When inflation falls
- Consumers and households — Lower inflation preserves purchasing power. In early 2025, easing inflation and lower borrowing costs supported stronger domestic demand and economic growth of 0.4% in the first quarter.
- Homebuyers — Falling inflation leads to ECB rate cuts, which lower mortgage costs and make housing more affordable.
- Stock market investors — Lower inflation fuels expectations of rate cuts, which lifts stock prices. In June 2025, German stocks edged higher after softer-than-expected inflation data. Italian shares rallied in March 2023 after Spanish and German inflation slowed.
- Gold investors — ECB rate cuts reduce bond interest rates, making gold more attractive. Gold surged 2% above $3,400 per ounce in April 2025 after an ECB rate cut.

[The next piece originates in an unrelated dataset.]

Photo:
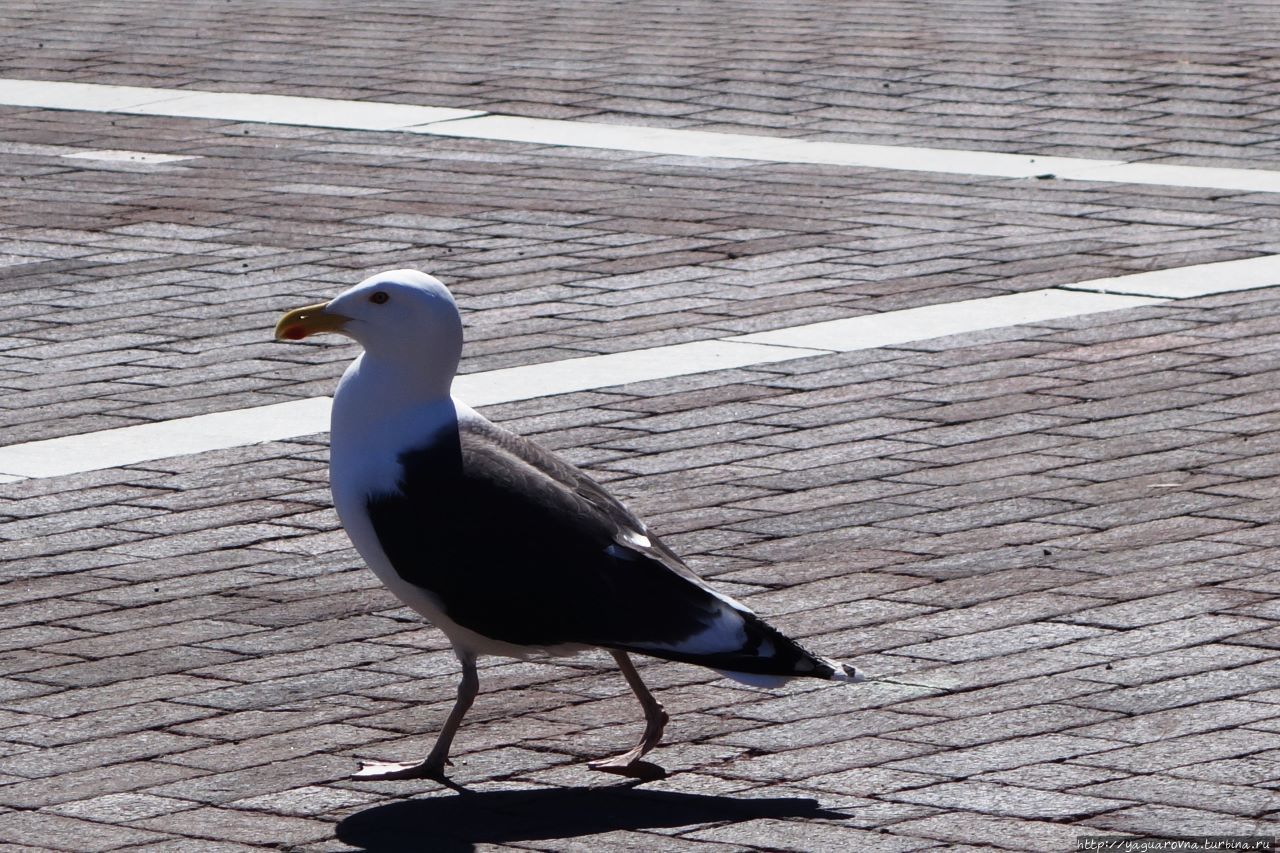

- Manufacturers and businesses — Falling input costs and cheaper credit restore confidence and make expansion affordable. German business confidence dropped sharply in May 2023 when inflation was stubbornly high. Retail sales barely grew in October 2023 because high prices and borrowing costs crushed demand. The reversal of those pressures in 2025 helped business activity recover.
- Borrowers across the Eurozone — Eight consecutive ECB rate cuts between mid-2024 and mid-2025 brought the deposit rate from its peak down to 2.0%, directly lowering the cost of loans for households and businesses.
When inflation rises (who loses)
- German consumers and the German economy — The economy contracted 0.1% in the third quarter of 2023 as persistent inflation eroded household spending power.
- European workers — Business activity contracted for seven straight months through late 2023, and employment declined as companies cut capacity in response to weak demand driven by high prices.
- Italian industry — Industrial production fell 1.5% in November 2023, the largest drop since April, as elevated borrowing costs tied to inflation weighed on output.
- Stock market investors — European stocks fell in April 2023 after inflation accelerated in France and Spain, raising fears of further rate increases.